In response to the pitfalls of invisible surveillance, Quebec-based platform ProductivIA offers a diametrically opposed philosophy, built on absolute transparency and user control over their own data. Within the ProductivIA ecosystem, the principle of sovereignty applies not only to data hosting, but also to the relationship between users and their work environment.

This transparency is put into practice through the Nuage application. Unlike proprietary office suites that collect opaque telemetry data and route it to centralized servers, ProductivIA structures its data within a secure, dedicated silo for each organization. Through the Nuage application, users can view their precise file directory, consult their interaction history, and export all of their data with a single click. There are no black boxes and no passive background collection that is hidden from the employee.
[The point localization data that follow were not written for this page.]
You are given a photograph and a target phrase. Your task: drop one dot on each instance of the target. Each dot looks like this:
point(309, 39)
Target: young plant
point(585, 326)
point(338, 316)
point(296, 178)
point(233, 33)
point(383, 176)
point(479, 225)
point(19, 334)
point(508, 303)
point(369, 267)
Furthermore, task orchestration within the platform is entirely explicit. When a user interacts with the central Assistant, every service call to another application, such as searching for a document in the Document Base or drafting a message, is tracked and visible. Artificial intelligence acts as a transparent, accountable collaborator rather than a covert supervisor. While the silo administrator can track computing costs and resource utilization for budgeting purposes, the platform is designed to reject behavioural profiling mechanisms or physical activity monitoring.

A Path Forward

The quest for efficiency must not come at the expense of fundamental workers' rights. As artificial intelligence tools become permanently integrated into organizations, the question of data governance is becoming critical. Should companies continue to deploy passive surveillance systems to reassure managers, or should they instead invest in transparent work environments that empower employees? Choosing a sovereign, open infrastructure emerges as a promising path to reconcile organizational performance with respect for human dignity at work.